Le comte Alfred Victor de Vigny, est est né le 27 mars 1797 à Loches. Il s’est consacré rapidement à la littérature après une carrière militaire dans laquelle il n’a jamais combattu. Il écrit des poèmes, rassemblés dans son recueil Poèmes antiques et modernes (de 1822 à 1826 puis complété en 1837). C’est un romantique, qui donne sa vision désenchantée de la société dans un roman historique : Cinq Mars (1826). Ce roman représente les humiliations infligées à la noblesse par la monarchie absolue. Il met en scène le thème de l’exclusion et de la solitude dans ses poèmes, ou bien le drame dans des nouvelles comme Servitude et Grandeur militaires (1835). Ses œuvres abordent tous les symboles religieux et de figures mythiques, et exposent une pensée humaniste qui voit le salut de l’homme dans la réflexion. Il meurt à l’âge de 66 ans, le 17 septembre 1863 à Paris.
Le graveur Champollion, est né le 30 mars 1848 à Embrun dans les Hautes-Alpes. Formé par Gaucherel et Edmond Hédouin, il collabore à la revue Paris à l’eau-forte entre 1873 et 1876, puis à la Gazette des beaux-arts. Il expose à plusieurs reprises au Salon des artistes français et aux Expositions universelles de 1889 et 1900. Il pratique surtout la gravure d’interprétation et grave entre autres l’œuvre de Georges Rochegrosse. Il illustre des ouvrages de bibliophilie pour les éditeurs Dentu, Ferroud ou Jouaust. La Chalcographie du Louvre lui a commandé des planches issues de son fonds. Il va graver aussi les illustrations du Chevalier des Touches, d’après des dessins de Le Blant, en 1886. Il meurt le 14 juillet 1901 à Lettret.
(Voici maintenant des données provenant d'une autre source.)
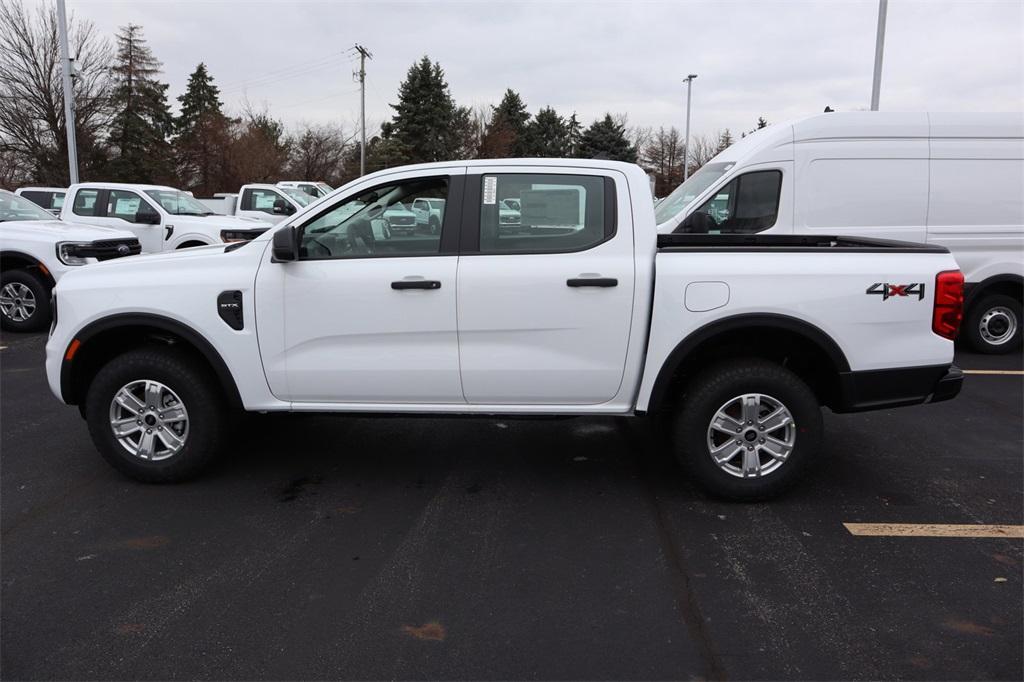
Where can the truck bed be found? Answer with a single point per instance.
(784, 243)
Servitude et grandeur militaires est un recueil de nouvelles publié en 1835, qui en comprend trois : Laurette ou le Cachet rouge, La Veillée de Vincennes, La Vie et la mort du Capitaine Renaud ou la Canne de jonc.
Résumé
C’est à la fois un roman et une réflexion autobiographique sur le métier militaire, que Vigny a exercé jusqu’à trente ans. La fiction s’incarne dans trois nouvelles, où les aventures, la tension, le pathétique mènent à la philosophie : « Une fable qu’il faut inventer assez passionnée, assez émouvante pour servir de démonstration à l’idée », écrit Vigny, qui apparaît, dans ces trois histoires de passion et d’émotion, tour à tour comme un aristocrate, un soldat, un poète, un styliste, un penseur. Vigny décrit la condition militaire avec une humanité profonde et une pitié fraternelle. Il s’élève avec fermeté contre la doctrine formulée par Joseph de Maistre, qui exaltait le guerrier comme l’instrument aveugle et prestigieux d’une mission divine. Il regarde la guerre comme un fléau et définit la grandeur par l’abnégation, c’est-à-dire par l’acceptation vaillante de la servitude. Dans les armées modernes, en effet, le troupier et même l’officier ne sont que des esclaves : ils doivent l’obéissance passive à une autorité factice qui les prend à ses gages. Mais ce renoncement à soi, souvent obtenu au prix des plus cruels sacrifices, permet à l’homme de sauvegarder sa dignité personnelle. Ainsi se définit une religion de l’honneur. Au sein d’un monde où semble régner la fatalité, cette mystique nouvelle rend à la vie un sens et atteste l’existence d’une liberté.
Critiques de l’époque
« Les dessins qui ornent cette édition sont dus à M. Julien Le Blant, qui s’imposait à notre attention par son double talent de peintre de genre et de peintre militaire. L’habileté avec laquelle il est entré dans l’esprit de l’œuvre qu’il avait à interpréter est venue montrer que nous n’avions pas fait fausse route en nous adressant à lui. Quant à M. Champollion, il a mis à graver les remarquables compositions de M. Le Blant l’intelligence et le soin dont il fournit chaque jour de nouvelles preuves. » (Extrait de la préface)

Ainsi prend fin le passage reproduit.